Seus filhos os admiravam e os tinham como exemplos. Rodrigo em suas opções de vida, ameaçou desestruturá-los um pouco. Custaram a respeitar seu relacionamento com Artur. No início, tentaram se rebelar, pegos de surpresa pela profundidade dessa amizade. Temiam pela felicidade do filho numa sociedade com muitos valores externos, ainda em transição, a respeito de relações homo-afetivas, e valores pessoais ainda preconceituosos, que tratam os envolvidos em relações homossexuais de forma desqualificada, agressiva e mesmo pejorativa.

Não sentiam a homossexualidade como doença, mas opção de vida. Tinham como certeza dentro de si, que a cada indivíduo é dado o direito de escolha sobre como se sentir mais feliz. Quem seriam eles para decidir sobre a felicidade do filho?
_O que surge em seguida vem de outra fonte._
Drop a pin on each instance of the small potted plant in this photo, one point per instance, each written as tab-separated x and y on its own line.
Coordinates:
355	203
Tentaram sim, mostrar-lhe muitas das dificuldades com que teria que se confrontar. Os preconceitos enraizados em algumas pessoas não seriam fáceis de serem enfrentados. Mas as Instituições Legais permitindo casamentos entre eles e as Igrejas como a Católica já não os excomungando, ajudariam a transformar seu espaço com a inclusão social a partir de agora. Não concordavam que papéis sociais impostos dentro da sociedade, tivessem força para afastar relações afetivas entre pessoas, que reconhecem que o amor é o vínculo mantenedor da relação entre elas.

Enfatizaram, acima de tudo, seu apoio ao filho, acolhendo "por amor" suas opções de vida e, que ficasse claro a ele, "como o amavam", por ser quem é! Com isso, Moacir e Nair, reforçaram mais ainda seu vínculo como casal.